Für diese Bequemlichkeit und die Weigerung, die Rechtmäßigkeit der vorgestellten Begeisterung in Frage zu stellen, ist der Mensch, das Individuum, der selbst denkende und handelnde Bürger selbst verantwortlich. Wenn er später einmal sagen wird, er habe von nichts gewusst, hat er sich diese Ausrede schon zurechtgelegt, als er noch die Wahl hatte und sehr wohl wusste, dass etwas nicht stimmt. Denn es gibt noch eine dritte Möglichkeit, mit der oben genannten optischen Täuschung umzugehen. Neben Option 1, bei der man von beiden Interpretationen des Bildes weiß, und Option 2, bei der man von nur einem, dem aktuell zu sehenden Motiv ausgeht, gibt es die Option 3: nämlich das Bild aus eigenem Antrieb anzuschauen und zu überprüfen.

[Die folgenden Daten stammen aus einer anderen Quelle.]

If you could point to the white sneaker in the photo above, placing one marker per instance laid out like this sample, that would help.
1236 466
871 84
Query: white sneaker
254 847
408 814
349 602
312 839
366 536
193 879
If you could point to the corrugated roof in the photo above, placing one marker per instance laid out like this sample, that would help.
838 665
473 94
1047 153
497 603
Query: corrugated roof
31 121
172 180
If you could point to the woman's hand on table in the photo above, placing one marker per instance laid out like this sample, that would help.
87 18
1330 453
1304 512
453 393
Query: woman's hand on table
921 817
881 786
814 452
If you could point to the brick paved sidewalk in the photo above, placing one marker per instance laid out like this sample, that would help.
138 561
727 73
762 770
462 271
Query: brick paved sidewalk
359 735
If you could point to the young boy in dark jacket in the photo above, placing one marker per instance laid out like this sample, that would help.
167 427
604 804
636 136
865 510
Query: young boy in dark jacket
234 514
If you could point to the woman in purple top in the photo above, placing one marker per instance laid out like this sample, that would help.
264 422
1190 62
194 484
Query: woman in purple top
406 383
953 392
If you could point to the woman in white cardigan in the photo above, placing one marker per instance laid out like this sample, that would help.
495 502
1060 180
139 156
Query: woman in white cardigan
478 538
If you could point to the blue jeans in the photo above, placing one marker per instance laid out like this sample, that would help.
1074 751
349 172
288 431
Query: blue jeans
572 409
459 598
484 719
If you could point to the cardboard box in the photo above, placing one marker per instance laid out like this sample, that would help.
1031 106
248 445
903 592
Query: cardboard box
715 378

Dieser eigene Antrieb fehlt in weiten Teilen der Bevölkerung. Sie hat sich mit der Option, die man ihr anbietet, arrangiert. Der Wille aber, diese Option in Frage zu stellen, kann nur vom Menschen selbst kommen. Weder der Staat noch die Medien noch Institutionen oder prominente Persönlichkeiten bieten hier einen Ausweg an. Im besten Fall führen Gespräche mit anderen dazu, mit der angebotenen Option zu hadern und sie zu hinterfragen. Doch auch das ist nur erfolgversprechend, wenn der innere Antrieb vorhanden ist, sich auf den unbequemen Pfad zu begeben.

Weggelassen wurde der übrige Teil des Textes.